The current U.S. contract with ICANN is set to expire by the end of this month
Republican lawmakers are making a last-ditch bid to thwart the proposed transfer by the U.S. of internet governance to a multistakeholder body, by calling on the government to reconsider its plans to put the transition into effect by month end.
Raising fears that control of the internet could pass to authoritarian regimes, the legislators wrote in a letter Thursday to Attorney General Loretta E. Lynch and Secretary of Commerce Penny Pritzker that there were unresolved issues, such as the ability to ensure that the Internet Corporation for Assigned Names and Numbers would in fact follow its own bylaws after the transfer.
ICANN, under contract with the Department of Commerce, operates the Internet Assigned Numbers Authority (IANA) functions, which include responsibility for the coordination of the DNS (Domain Name System) root, IP addressing, and other internet protocol resources.
The National Telecommunications and Information Administration (NTIA), an agency within the Commerce Department, said last month it will go ahead with its plan to transfer supervision of the IANA functions to a multistakeholder body on Oct. 1, in line with a plan first announced in March 2014.
ICANN set up Public Technical Identifiers, a nonprofit public benefit corporation incorporated in California, to eventually run the IANA functions under contract from ICANN after the transition.
There is no restriction in the bylaws that could prevent ICANN itself from shifting its legal jurisdiction of incorporation from California to countries abroad, U.S. Senate Commerce, Science, and Transportation Committee Chairman John Thune, Senate Committee on the Judiciary Chairman Chuck Grassley, House Energy and Commerce Committee Chairman Fred Upton, and House Judiciary Committee Chairman Bob Goodlatte wrote.
The lawmakers said there is still no legal certainty about whether the termination of the IANA functions contract would amount to relinquishment of U.S. government property, despite a request in 2015 to the Government Accountability Office to do an audit report on the issue.
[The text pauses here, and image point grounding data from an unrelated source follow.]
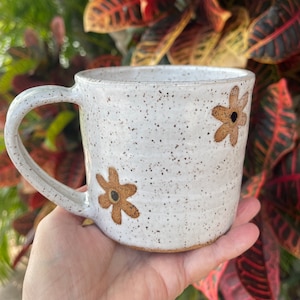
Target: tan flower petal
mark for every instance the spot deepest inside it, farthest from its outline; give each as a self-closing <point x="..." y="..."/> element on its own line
<point x="221" y="113"/>
<point x="130" y="209"/>
<point x="127" y="190"/>
<point x="242" y="119"/>
<point x="222" y="132"/>
<point x="234" y="135"/>
<point x="233" y="97"/>
<point x="116" y="214"/>
<point x="104" y="201"/>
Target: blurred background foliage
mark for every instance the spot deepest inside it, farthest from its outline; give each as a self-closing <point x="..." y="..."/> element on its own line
<point x="47" y="42"/>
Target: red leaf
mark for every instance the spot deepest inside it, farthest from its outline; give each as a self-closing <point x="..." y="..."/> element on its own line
<point x="209" y="285"/>
<point x="150" y="9"/>
<point x="104" y="16"/>
<point x="274" y="134"/>
<point x="258" y="268"/>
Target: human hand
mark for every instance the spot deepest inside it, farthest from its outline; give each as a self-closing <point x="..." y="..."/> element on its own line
<point x="69" y="261"/>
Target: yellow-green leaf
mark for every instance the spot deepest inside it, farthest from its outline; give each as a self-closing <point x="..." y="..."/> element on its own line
<point x="57" y="126"/>
<point x="158" y="39"/>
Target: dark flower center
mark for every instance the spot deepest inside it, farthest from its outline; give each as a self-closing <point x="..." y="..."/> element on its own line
<point x="114" y="196"/>
<point x="234" y="116"/>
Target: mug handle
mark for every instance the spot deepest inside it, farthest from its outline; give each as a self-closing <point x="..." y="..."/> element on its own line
<point x="62" y="195"/>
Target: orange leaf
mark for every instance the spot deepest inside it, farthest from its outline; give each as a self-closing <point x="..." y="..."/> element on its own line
<point x="104" y="16"/>
<point x="158" y="39"/>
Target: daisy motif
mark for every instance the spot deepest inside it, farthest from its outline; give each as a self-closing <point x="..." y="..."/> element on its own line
<point x="232" y="116"/>
<point x="116" y="194"/>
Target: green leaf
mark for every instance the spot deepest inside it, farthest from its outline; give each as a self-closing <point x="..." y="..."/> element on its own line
<point x="57" y="126"/>
<point x="158" y="39"/>
<point x="10" y="208"/>
<point x="15" y="68"/>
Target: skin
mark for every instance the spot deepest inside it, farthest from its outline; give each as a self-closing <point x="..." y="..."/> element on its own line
<point x="69" y="261"/>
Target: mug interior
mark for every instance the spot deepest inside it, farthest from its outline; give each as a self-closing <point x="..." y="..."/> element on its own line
<point x="163" y="74"/>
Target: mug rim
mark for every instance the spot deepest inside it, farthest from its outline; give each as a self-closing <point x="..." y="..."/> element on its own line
<point x="231" y="74"/>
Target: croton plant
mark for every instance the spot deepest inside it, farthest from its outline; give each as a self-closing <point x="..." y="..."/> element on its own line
<point x="262" y="36"/>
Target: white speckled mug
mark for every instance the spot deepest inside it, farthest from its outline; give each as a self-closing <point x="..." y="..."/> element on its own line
<point x="164" y="149"/>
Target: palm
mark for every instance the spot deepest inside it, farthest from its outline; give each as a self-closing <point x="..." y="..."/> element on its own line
<point x="82" y="263"/>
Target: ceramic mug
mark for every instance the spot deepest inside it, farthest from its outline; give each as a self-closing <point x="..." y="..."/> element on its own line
<point x="164" y="149"/>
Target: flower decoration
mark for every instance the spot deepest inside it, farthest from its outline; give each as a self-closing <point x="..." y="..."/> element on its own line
<point x="232" y="116"/>
<point x="116" y="194"/>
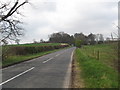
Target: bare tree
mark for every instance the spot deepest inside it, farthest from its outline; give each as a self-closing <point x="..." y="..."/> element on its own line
<point x="10" y="25"/>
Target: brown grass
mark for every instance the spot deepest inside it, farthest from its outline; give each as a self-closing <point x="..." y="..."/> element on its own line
<point x="77" y="81"/>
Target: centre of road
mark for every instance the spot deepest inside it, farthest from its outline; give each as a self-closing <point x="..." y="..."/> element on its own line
<point x="25" y="71"/>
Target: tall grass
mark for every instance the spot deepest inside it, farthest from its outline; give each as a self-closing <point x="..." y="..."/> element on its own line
<point x="95" y="73"/>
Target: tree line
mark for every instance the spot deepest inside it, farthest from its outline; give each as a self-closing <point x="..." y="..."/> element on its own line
<point x="62" y="37"/>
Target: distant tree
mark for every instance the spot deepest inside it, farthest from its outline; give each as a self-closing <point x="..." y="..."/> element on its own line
<point x="17" y="41"/>
<point x="41" y="40"/>
<point x="82" y="37"/>
<point x="101" y="38"/>
<point x="91" y="39"/>
<point x="107" y="39"/>
<point x="34" y="41"/>
<point x="78" y="43"/>
<point x="9" y="23"/>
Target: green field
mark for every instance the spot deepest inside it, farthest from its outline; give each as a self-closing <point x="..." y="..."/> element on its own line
<point x="108" y="53"/>
<point x="98" y="73"/>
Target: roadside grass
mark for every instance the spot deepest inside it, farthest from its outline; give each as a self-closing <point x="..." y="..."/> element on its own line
<point x="108" y="53"/>
<point x="95" y="73"/>
<point x="20" y="58"/>
<point x="35" y="44"/>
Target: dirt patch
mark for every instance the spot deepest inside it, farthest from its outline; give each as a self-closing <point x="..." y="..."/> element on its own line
<point x="77" y="81"/>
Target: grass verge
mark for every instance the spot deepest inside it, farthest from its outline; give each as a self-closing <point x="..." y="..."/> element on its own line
<point x="11" y="60"/>
<point x="95" y="73"/>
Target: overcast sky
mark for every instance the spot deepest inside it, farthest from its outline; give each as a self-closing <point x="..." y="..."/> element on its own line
<point x="44" y="17"/>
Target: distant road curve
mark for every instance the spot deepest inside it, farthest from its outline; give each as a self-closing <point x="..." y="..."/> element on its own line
<point x="49" y="71"/>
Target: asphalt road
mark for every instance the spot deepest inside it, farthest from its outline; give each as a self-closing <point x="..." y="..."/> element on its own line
<point x="49" y="71"/>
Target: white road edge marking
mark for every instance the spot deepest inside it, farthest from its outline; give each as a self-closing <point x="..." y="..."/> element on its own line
<point x="57" y="55"/>
<point x="16" y="76"/>
<point x="67" y="81"/>
<point x="47" y="60"/>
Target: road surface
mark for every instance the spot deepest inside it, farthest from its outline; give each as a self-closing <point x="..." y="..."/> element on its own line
<point x="49" y="71"/>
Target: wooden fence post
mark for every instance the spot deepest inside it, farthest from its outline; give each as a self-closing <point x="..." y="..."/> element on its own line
<point x="98" y="55"/>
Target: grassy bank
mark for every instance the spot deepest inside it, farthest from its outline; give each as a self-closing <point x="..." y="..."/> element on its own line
<point x="96" y="73"/>
<point x="108" y="53"/>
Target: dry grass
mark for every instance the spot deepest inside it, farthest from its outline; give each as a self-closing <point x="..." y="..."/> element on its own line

Relinquishment of government property would require approval from Congress, the legislators wrote.
In the Senate, Ted Cruz, a Republican senator from Texas, on Thursday urged Congress to stop the proposed “giveaway” of internet control by the administration of President Barack Obama, warning of the risks of increasing the influence of countries like Russia, China, and Iran over the Internet.
Calling on Congress to act, Cruz said “unscrambling those eggs may well not be possible,” and warned that the Obama administration was planning to push through the transfer of internet control ahead of presidential elections, so that a new president will not be able to undo it.
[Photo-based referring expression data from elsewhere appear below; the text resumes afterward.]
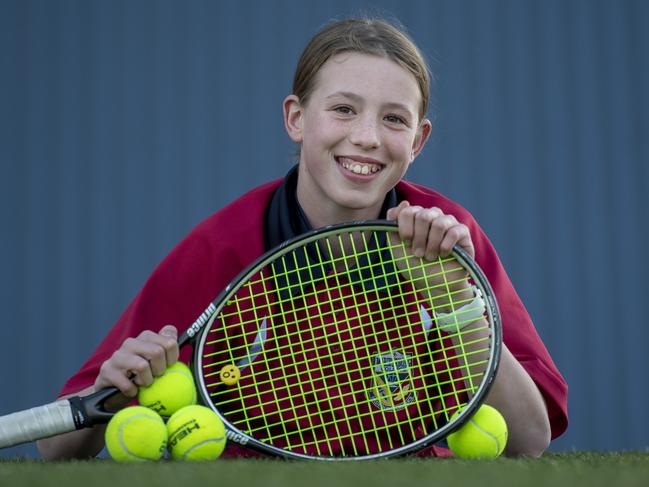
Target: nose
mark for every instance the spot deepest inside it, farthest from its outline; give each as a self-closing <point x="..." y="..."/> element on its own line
<point x="365" y="133"/>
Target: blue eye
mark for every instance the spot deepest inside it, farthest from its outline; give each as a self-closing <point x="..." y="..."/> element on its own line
<point x="395" y="119"/>
<point x="344" y="109"/>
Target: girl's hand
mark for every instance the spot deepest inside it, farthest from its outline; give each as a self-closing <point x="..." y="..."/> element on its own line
<point x="429" y="232"/>
<point x="139" y="360"/>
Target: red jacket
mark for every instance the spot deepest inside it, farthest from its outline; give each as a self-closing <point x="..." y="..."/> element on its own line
<point x="216" y="250"/>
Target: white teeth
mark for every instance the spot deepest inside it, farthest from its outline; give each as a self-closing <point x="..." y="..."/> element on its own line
<point x="358" y="168"/>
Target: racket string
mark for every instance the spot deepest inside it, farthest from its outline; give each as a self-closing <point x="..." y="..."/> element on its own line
<point x="338" y="361"/>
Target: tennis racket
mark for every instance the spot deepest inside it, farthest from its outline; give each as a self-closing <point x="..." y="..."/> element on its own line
<point x="338" y="344"/>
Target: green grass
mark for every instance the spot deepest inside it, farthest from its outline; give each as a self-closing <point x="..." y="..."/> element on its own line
<point x="555" y="470"/>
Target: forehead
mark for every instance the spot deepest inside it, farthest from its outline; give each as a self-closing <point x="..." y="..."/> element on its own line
<point x="372" y="77"/>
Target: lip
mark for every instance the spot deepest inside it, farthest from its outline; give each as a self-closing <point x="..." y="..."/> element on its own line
<point x="361" y="159"/>
<point x="375" y="167"/>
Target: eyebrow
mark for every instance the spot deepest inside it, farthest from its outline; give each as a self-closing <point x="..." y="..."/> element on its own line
<point x="358" y="98"/>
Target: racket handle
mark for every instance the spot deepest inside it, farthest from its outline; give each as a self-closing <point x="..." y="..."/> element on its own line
<point x="36" y="423"/>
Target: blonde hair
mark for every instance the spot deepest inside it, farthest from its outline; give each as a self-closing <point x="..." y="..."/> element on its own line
<point x="371" y="36"/>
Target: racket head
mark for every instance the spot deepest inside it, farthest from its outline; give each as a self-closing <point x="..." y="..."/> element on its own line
<point x="338" y="358"/>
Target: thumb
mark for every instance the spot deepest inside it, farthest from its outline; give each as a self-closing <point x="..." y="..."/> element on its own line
<point x="393" y="213"/>
<point x="169" y="331"/>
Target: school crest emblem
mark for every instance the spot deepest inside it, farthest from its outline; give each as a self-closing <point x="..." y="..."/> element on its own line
<point x="391" y="386"/>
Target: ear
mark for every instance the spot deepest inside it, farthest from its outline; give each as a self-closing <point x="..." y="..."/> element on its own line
<point x="423" y="132"/>
<point x="293" y="118"/>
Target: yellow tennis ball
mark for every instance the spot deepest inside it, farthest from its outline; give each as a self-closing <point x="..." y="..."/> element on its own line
<point x="483" y="436"/>
<point x="136" y="434"/>
<point x="170" y="392"/>
<point x="195" y="433"/>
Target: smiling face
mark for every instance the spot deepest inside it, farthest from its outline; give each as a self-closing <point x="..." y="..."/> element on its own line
<point x="359" y="131"/>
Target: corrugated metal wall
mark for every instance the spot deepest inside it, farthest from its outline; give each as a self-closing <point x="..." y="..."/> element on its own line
<point x="123" y="124"/>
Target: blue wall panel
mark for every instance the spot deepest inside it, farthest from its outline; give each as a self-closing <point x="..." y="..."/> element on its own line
<point x="123" y="124"/>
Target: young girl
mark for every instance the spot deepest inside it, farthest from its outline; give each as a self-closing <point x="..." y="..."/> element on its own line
<point x="357" y="112"/>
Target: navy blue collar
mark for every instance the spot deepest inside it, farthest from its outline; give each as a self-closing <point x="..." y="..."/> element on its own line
<point x="285" y="219"/>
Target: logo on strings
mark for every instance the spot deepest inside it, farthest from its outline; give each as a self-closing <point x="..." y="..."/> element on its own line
<point x="391" y="382"/>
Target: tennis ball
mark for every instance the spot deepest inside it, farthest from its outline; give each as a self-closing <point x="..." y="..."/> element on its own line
<point x="483" y="436"/>
<point x="170" y="392"/>
<point x="195" y="433"/>
<point x="136" y="434"/>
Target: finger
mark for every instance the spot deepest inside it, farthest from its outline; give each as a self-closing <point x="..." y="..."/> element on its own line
<point x="426" y="238"/>
<point x="124" y="371"/>
<point x="170" y="344"/>
<point x="393" y="213"/>
<point x="406" y="222"/>
<point x="440" y="238"/>
<point x="457" y="234"/>
<point x="110" y="376"/>
<point x="149" y="346"/>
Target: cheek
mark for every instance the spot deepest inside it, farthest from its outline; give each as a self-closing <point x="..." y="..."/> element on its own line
<point x="400" y="146"/>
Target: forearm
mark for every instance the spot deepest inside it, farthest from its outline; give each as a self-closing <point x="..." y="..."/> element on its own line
<point x="518" y="399"/>
<point x="85" y="443"/>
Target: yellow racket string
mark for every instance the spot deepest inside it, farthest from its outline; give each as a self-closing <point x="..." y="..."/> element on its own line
<point x="338" y="349"/>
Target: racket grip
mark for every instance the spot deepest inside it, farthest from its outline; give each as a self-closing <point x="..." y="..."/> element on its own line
<point x="36" y="423"/>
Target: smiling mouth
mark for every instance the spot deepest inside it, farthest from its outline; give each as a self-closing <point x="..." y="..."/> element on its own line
<point x="362" y="168"/>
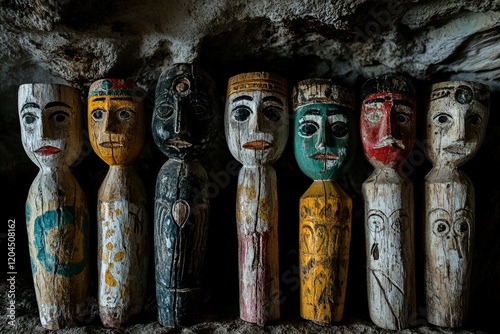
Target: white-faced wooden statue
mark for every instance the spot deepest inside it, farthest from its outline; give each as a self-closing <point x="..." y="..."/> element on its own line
<point x="116" y="121"/>
<point x="56" y="208"/>
<point x="324" y="146"/>
<point x="456" y="120"/>
<point x="256" y="127"/>
<point x="387" y="127"/>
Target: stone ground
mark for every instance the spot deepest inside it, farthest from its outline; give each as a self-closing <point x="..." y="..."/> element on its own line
<point x="225" y="321"/>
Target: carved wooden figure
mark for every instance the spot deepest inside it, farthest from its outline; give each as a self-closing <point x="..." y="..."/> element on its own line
<point x="324" y="145"/>
<point x="56" y="207"/>
<point x="187" y="115"/>
<point x="388" y="128"/>
<point x="116" y="121"/>
<point x="256" y="127"/>
<point x="456" y="119"/>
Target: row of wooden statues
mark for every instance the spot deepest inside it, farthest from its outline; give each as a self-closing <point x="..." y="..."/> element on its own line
<point x="185" y="119"/>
A bill proposed in the Senate by Cruz, called the Protecting Internet Freedom Act, would prohibit any transfer of internet DNS functions unless expressly allowed under a federal statute passed after the new legislation has been enacted. Cruz also wants the government to certify to Congress that the U.S. has secured sole ownership of the .gov and .mil top-level domains and a contract for the exclusive control and use of the domains in perpetuity.
“Congress should stand united to rein in this president, to protect the constitutional authority expressly given to Congress to control disposition of property of the United States,” Cruz said indicating another prong of attack by the Republican legislators on the transition issue.
NTIA said recently that it and ICANN have formally affirmed that the U.S. government is the administrator of .mil and .gov and any changes made to the top-level domains can only be made with the express written approval of the U.S.
Congress has not received assurances from the Obama administration that the U.S. government will continue to have exclusive ownership and control of the .gov and .mil top-level domains in perpetuity, which are vital to national security, and are used by key U.S. agencies including defense, Cruz said.
The government appears to have kept its options open with a lot being read into a letter of Aug. 31 to ICANN from the Department of Commerce in which it states that it is serving preliminary notice of its option to extend the contract with the internet body.
An extension of the contract requires a written notice to ICANN within 15 calendar days before the expiry date of the contract, if the preliminary notice was served 30 days ahead of the date of termination. ICANN has said the letter indicates that it is still NTIA’s intent to continue with the transfer on Oct. 1, barring a significant impediment such as a legal or legislative obstacle.